Showing posts with label marriage. Show all posts
Showing posts with label marriage. Show all posts

Thursday, March 20, 2025

Abigail and Alexa Save The Wedding by Lian Dolan

Abigail and Alexa Save The Wedding
by Lian Dolan
288 pages
Published May 2025
My copy courtesy of the publisher in exchange for an honest review

Publisher's Summary: 
Penelope and Chase make a lovely couple. She’s a bubbly Southern California girl with killer work ethic. Chase is smart and charming and has political aspirations. They’re planning a spectacular California wedding, wrapped in peonies and thousands of little white lights, soaked in custom cocktails and romantic hashtags. Everyone’s excited about Penny and Chase’s wedding­­­­­­—except their mothers.

The Mother of the Bride, suave Greek-born Alexa Diamandis, doesn’t understand why any woman would get married. Ever! Raised in Athens and now perfectly situated in sun-splashed Montecito, California, she raised Penny as single mother by choice, supported by Lord Simon Fox, her old college friend who just happens to be an English aristocrat, and a wealthy circle of lady friends who call themselves the Merry Widows.

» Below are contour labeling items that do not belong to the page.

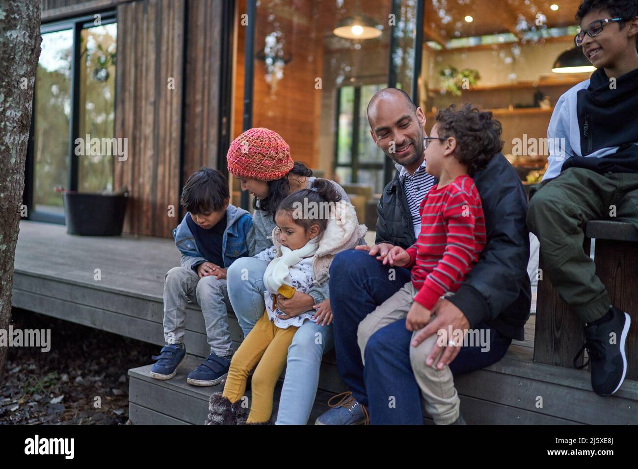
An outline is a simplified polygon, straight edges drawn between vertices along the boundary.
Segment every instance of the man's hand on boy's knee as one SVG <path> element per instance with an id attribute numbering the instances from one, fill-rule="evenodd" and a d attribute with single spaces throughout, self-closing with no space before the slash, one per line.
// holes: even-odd
<path id="1" fill-rule="evenodd" d="M 217 280 L 226 280 L 226 274 L 228 272 L 228 269 L 224 269 L 221 267 L 216 266 L 209 275 L 213 275 Z"/>
<path id="2" fill-rule="evenodd" d="M 408 331 L 418 331 L 426 327 L 430 322 L 431 312 L 420 303 L 415 301 L 405 318 L 405 328 Z"/>
<path id="3" fill-rule="evenodd" d="M 377 261 L 383 261 L 393 247 L 394 245 L 390 244 L 390 243 L 380 243 L 374 246 L 362 244 L 360 246 L 357 246 L 355 249 L 359 251 L 367 251 L 367 254 L 370 256 L 376 256 Z"/>
<path id="4" fill-rule="evenodd" d="M 332 308 L 330 305 L 330 298 L 326 298 L 318 305 L 315 305 L 313 308 L 316 312 L 314 319 L 318 324 L 329 326 L 332 322 Z"/>
<path id="5" fill-rule="evenodd" d="M 444 366 L 450 364 L 456 357 L 463 345 L 462 343 L 450 343 L 450 342 L 453 342 L 453 338 L 448 336 L 450 329 L 452 329 L 452 334 L 455 335 L 456 331 L 461 331 L 464 338 L 468 329 L 470 329 L 470 322 L 463 314 L 463 312 L 448 299 L 440 299 L 437 301 L 434 307 L 432 308 L 432 314 L 436 315 L 436 317 L 417 333 L 412 340 L 411 345 L 417 347 L 431 335 L 438 335 L 439 331 L 441 331 L 441 335 L 446 339 L 444 341 L 445 343 L 441 345 L 439 340 L 434 342 L 432 350 L 426 359 L 426 364 L 428 366 L 431 366 L 434 363 L 436 357 L 442 352 L 436 364 L 437 369 L 441 370 Z"/>

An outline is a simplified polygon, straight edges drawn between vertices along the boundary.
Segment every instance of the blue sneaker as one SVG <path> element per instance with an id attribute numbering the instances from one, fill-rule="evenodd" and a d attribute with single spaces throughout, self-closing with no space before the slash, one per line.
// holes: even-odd
<path id="1" fill-rule="evenodd" d="M 341 400 L 336 404 L 331 403 L 336 398 Z M 348 391 L 331 397 L 328 405 L 332 408 L 320 415 L 315 425 L 367 425 L 369 421 L 366 408 Z"/>
<path id="2" fill-rule="evenodd" d="M 228 375 L 230 369 L 230 359 L 211 354 L 199 366 L 188 374 L 186 382 L 195 386 L 219 384 Z"/>
<path id="3" fill-rule="evenodd" d="M 159 355 L 154 355 L 151 358 L 157 362 L 151 368 L 151 377 L 170 379 L 177 374 L 177 369 L 186 363 L 186 348 L 182 349 L 175 344 L 165 345 L 160 350 Z"/>

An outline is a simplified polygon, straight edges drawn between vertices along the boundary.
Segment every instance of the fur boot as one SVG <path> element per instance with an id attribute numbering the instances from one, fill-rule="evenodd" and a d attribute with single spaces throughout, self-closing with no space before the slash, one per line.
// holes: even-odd
<path id="1" fill-rule="evenodd" d="M 237 425 L 245 421 L 241 401 L 233 403 L 221 393 L 216 393 L 211 396 L 208 410 L 206 425 Z"/>

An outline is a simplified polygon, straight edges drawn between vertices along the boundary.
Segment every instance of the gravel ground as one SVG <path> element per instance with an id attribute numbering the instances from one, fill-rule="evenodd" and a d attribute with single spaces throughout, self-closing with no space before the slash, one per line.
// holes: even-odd
<path id="1" fill-rule="evenodd" d="M 152 363 L 158 347 L 22 310 L 11 324 L 50 329 L 51 349 L 9 348 L 0 424 L 127 422 L 127 372 Z"/>

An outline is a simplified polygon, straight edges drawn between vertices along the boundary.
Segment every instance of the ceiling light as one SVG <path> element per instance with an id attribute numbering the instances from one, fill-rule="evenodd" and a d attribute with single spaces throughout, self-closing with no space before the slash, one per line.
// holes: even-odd
<path id="1" fill-rule="evenodd" d="M 345 39 L 373 39 L 381 36 L 382 27 L 364 15 L 344 18 L 332 30 L 332 33 Z"/>
<path id="2" fill-rule="evenodd" d="M 554 73 L 591 73 L 596 68 L 582 54 L 582 47 L 573 47 L 563 52 L 552 67 Z"/>

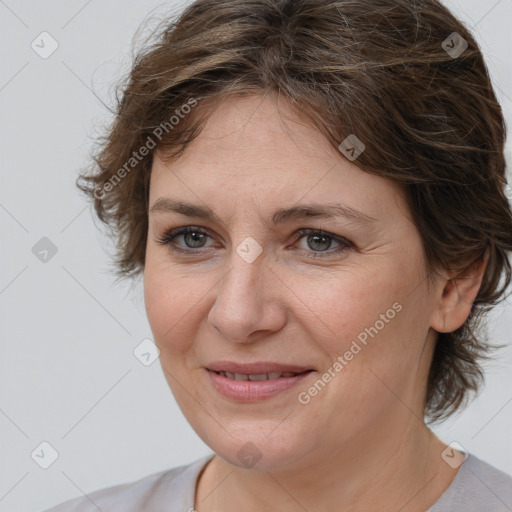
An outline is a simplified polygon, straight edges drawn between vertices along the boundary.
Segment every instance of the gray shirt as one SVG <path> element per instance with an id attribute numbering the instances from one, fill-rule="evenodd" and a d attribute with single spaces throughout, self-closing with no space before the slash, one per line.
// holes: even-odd
<path id="1" fill-rule="evenodd" d="M 196 481 L 212 458 L 66 501 L 45 512 L 193 512 Z M 469 454 L 426 512 L 511 512 L 512 477 Z"/>

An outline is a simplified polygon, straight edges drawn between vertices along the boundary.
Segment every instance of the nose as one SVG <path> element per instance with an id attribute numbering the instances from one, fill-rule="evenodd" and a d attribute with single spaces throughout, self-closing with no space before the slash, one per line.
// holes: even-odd
<path id="1" fill-rule="evenodd" d="M 236 252 L 218 284 L 208 321 L 224 339 L 253 343 L 278 332 L 286 323 L 282 282 L 261 255 L 248 263 Z"/>

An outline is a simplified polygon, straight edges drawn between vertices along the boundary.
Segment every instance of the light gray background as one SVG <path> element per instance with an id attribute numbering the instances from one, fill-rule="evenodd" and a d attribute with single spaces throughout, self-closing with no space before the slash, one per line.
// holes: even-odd
<path id="1" fill-rule="evenodd" d="M 473 27 L 510 126 L 512 0 L 446 3 Z M 141 286 L 113 285 L 109 242 L 74 186 L 109 119 L 92 90 L 112 104 L 140 22 L 173 5 L 0 0 L 0 512 L 43 509 L 210 452 L 158 361 L 134 357 L 151 338 Z M 31 48 L 43 31 L 59 44 L 48 59 Z M 46 263 L 32 253 L 42 237 L 58 249 Z M 511 310 L 509 301 L 493 313 L 492 339 L 509 342 Z M 479 399 L 436 431 L 512 474 L 511 367 L 509 344 Z M 31 458 L 43 441 L 59 453 L 46 470 Z"/>

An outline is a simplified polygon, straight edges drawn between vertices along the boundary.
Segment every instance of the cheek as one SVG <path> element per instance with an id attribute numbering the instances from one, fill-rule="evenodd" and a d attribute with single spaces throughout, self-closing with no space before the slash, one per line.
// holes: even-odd
<path id="1" fill-rule="evenodd" d="M 204 293 L 204 292 L 203 292 Z M 201 316 L 201 284 L 193 279 L 146 263 L 144 297 L 155 343 L 165 354 L 185 352 Z"/>

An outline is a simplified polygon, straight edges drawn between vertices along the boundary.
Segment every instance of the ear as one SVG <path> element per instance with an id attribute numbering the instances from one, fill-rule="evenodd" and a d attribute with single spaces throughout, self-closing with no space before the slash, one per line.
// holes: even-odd
<path id="1" fill-rule="evenodd" d="M 486 252 L 461 274 L 439 280 L 435 288 L 432 329 L 453 332 L 464 324 L 482 284 L 488 261 L 489 254 Z"/>

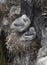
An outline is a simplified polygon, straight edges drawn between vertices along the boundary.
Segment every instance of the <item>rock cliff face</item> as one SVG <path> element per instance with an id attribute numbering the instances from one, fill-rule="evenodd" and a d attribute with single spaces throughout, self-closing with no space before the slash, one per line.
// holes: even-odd
<path id="1" fill-rule="evenodd" d="M 0 0 L 0 45 L 8 65 L 47 64 L 46 3 Z"/>

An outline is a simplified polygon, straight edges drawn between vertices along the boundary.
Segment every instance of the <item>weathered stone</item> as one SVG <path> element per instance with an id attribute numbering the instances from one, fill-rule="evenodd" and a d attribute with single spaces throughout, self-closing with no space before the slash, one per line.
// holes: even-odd
<path id="1" fill-rule="evenodd" d="M 9 12 L 9 17 L 12 17 L 14 15 L 20 15 L 21 8 L 20 6 L 12 6 Z"/>
<path id="2" fill-rule="evenodd" d="M 37 48 L 36 46 L 37 43 L 35 40 L 29 40 L 29 41 L 21 41 L 20 40 L 21 35 L 18 33 L 14 32 L 11 33 L 7 39 L 6 39 L 6 47 L 9 51 L 10 54 L 14 53 L 14 58 L 11 61 L 11 55 L 8 59 L 8 65 L 34 65 L 35 64 L 35 59 L 36 59 L 36 54 L 37 54 Z M 39 48 L 39 47 L 38 47 Z M 37 49 L 37 50 L 36 50 Z M 35 52 L 34 52 L 35 51 Z M 13 57 L 13 55 L 12 55 Z M 9 62 L 11 61 L 11 62 Z"/>
<path id="3" fill-rule="evenodd" d="M 43 46 L 42 48 L 40 48 L 36 65 L 47 65 L 47 46 Z"/>
<path id="4" fill-rule="evenodd" d="M 42 30 L 42 40 L 41 40 L 41 45 L 46 46 L 47 45 L 47 28 L 43 28 Z"/>
<path id="5" fill-rule="evenodd" d="M 17 18 L 12 24 L 11 24 L 11 28 L 15 29 L 18 32 L 23 32 L 25 30 L 28 29 L 28 27 L 30 26 L 31 21 L 29 19 L 29 17 L 27 17 L 25 14 L 22 15 L 21 17 Z"/>
<path id="6" fill-rule="evenodd" d="M 29 40 L 33 40 L 35 37 L 36 37 L 35 29 L 34 29 L 34 27 L 31 27 L 29 29 L 29 31 L 25 32 L 21 36 L 20 40 L 22 40 L 22 41 L 29 41 Z"/>

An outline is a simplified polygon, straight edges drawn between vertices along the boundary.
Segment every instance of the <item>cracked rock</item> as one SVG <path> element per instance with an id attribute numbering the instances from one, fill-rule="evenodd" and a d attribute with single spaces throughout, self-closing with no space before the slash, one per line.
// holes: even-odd
<path id="1" fill-rule="evenodd" d="M 24 14 L 17 18 L 10 26 L 11 29 L 15 29 L 18 32 L 25 31 L 31 24 L 30 19 Z"/>
<path id="2" fill-rule="evenodd" d="M 25 32 L 20 40 L 21 41 L 29 41 L 29 40 L 33 40 L 36 37 L 36 32 L 34 27 L 29 28 L 29 31 Z"/>

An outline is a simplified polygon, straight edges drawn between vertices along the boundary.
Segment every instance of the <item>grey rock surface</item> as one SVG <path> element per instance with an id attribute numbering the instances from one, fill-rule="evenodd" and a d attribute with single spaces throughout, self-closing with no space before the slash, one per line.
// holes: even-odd
<path id="1" fill-rule="evenodd" d="M 43 46 L 42 48 L 40 48 L 36 65 L 47 65 L 47 46 Z"/>
<path id="2" fill-rule="evenodd" d="M 47 45 L 47 28 L 42 30 L 42 40 L 41 45 L 46 46 Z"/>
<path id="3" fill-rule="evenodd" d="M 34 27 L 31 27 L 29 29 L 29 31 L 25 32 L 21 36 L 20 40 L 21 41 L 29 41 L 29 40 L 33 40 L 34 38 L 36 38 L 36 31 L 35 31 Z"/>
<path id="4" fill-rule="evenodd" d="M 23 32 L 29 28 L 31 21 L 25 14 L 17 18 L 10 26 L 11 29 L 15 29 L 18 32 Z"/>

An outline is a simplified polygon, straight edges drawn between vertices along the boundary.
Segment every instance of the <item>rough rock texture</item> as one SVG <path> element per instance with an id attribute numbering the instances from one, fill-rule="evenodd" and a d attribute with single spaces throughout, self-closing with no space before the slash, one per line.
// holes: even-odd
<path id="1" fill-rule="evenodd" d="M 45 2 L 0 0 L 0 44 L 8 65 L 46 64 L 47 5 L 44 6 Z"/>
<path id="2" fill-rule="evenodd" d="M 21 41 L 20 35 L 11 33 L 11 35 L 7 37 L 6 45 L 9 53 L 12 53 L 14 58 L 12 58 L 11 61 L 11 54 L 8 65 L 34 65 L 38 49 L 40 48 L 38 44 L 37 40 Z"/>
<path id="3" fill-rule="evenodd" d="M 40 48 L 36 65 L 47 65 L 47 46 Z"/>

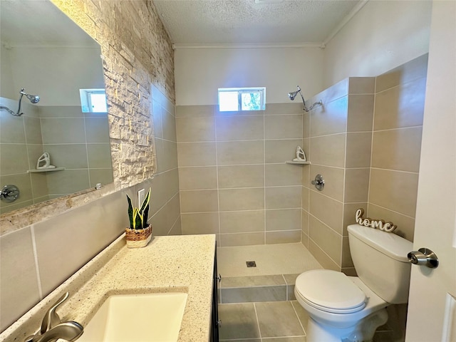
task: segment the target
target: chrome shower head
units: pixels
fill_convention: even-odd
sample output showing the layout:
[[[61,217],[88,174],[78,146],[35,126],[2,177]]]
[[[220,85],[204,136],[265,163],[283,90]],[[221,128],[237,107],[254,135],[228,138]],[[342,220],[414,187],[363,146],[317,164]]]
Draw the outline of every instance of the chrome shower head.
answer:
[[[30,102],[31,102],[32,103],[38,103],[38,102],[40,102],[40,97],[38,95],[27,94],[24,90],[25,90],[25,89],[23,88],[22,89],[21,89],[21,91],[19,91],[21,97],[22,97],[23,95],[25,95],[28,100],[30,100]]]
[[[296,97],[296,95],[298,95],[298,93],[299,92],[301,92],[301,88],[299,88],[299,86],[298,86],[298,90],[296,91],[294,91],[293,93],[289,93],[288,97],[293,101],[294,100],[294,98]]]

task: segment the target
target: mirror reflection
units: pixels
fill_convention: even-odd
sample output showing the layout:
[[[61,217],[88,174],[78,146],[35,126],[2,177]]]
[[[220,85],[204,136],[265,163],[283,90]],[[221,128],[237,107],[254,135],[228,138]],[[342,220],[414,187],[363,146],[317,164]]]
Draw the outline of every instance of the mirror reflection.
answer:
[[[100,46],[47,0],[0,6],[0,214],[112,182]]]

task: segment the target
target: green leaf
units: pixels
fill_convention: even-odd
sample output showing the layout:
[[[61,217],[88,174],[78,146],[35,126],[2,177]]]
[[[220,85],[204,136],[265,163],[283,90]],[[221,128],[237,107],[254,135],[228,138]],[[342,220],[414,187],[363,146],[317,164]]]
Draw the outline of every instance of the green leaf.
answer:
[[[128,201],[128,218],[130,219],[130,227],[133,228],[133,206],[131,204],[131,199],[127,195],[127,200]]]

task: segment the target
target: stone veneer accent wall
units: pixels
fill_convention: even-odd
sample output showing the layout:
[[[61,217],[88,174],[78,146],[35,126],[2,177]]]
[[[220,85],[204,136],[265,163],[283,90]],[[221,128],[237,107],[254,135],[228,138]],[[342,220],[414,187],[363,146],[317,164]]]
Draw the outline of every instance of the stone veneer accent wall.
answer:
[[[101,46],[114,183],[2,215],[0,234],[150,179],[157,168],[150,85],[175,99],[174,53],[152,1],[51,1]]]
[[[125,195],[150,187],[153,234],[180,234],[173,53],[152,2],[53,2],[101,45],[115,182],[1,216],[2,331],[123,232]]]

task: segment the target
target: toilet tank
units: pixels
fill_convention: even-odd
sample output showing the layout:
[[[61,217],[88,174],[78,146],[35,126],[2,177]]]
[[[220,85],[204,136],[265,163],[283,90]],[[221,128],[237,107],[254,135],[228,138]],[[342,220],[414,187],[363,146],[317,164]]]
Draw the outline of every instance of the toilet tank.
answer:
[[[359,224],[348,226],[350,253],[358,276],[385,301],[407,303],[413,244],[393,233]]]

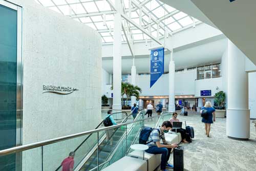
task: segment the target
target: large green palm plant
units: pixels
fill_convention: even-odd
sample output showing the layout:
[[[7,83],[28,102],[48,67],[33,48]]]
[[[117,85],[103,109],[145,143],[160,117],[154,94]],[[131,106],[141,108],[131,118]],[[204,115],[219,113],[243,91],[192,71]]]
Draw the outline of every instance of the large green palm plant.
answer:
[[[112,90],[113,89],[113,86],[110,88]],[[122,82],[121,87],[121,95],[122,99],[123,99],[123,96],[126,96],[126,105],[128,104],[128,98],[131,96],[135,96],[138,99],[140,97],[140,94],[141,93],[141,89],[137,86],[134,86],[129,82]]]

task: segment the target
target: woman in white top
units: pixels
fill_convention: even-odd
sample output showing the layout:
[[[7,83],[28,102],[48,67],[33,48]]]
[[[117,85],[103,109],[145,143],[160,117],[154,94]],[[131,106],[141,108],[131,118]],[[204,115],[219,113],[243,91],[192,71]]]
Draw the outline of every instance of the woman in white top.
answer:
[[[152,104],[151,104],[151,103],[150,103],[150,104],[147,104],[147,105],[146,106],[146,109],[147,110],[145,115],[147,114],[148,118],[150,117],[150,117],[152,117],[152,110],[153,109],[153,106],[152,105]]]

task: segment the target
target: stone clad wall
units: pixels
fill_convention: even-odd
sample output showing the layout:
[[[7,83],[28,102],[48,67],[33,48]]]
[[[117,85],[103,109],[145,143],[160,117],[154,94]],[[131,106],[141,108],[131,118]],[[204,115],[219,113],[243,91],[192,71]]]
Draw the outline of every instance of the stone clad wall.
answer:
[[[95,129],[101,119],[101,39],[91,28],[41,7],[23,7],[23,144]],[[43,85],[78,89],[43,92]],[[53,170],[84,137],[44,147],[44,170]],[[41,149],[23,153],[23,170],[40,170]]]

The Mother of the Groom, Abigail Blakeman, is a garden club stalwart firmly planted in coastal Connecticut. She thinks the whole enterprise would be so much easier if the wedding was at their golf club. Especially because the Blakeman’s fortunes have taken a turn for the worse—not that you would ever know it by looking at Abigail. Keeping up appearances is exhausting, but it is everything.  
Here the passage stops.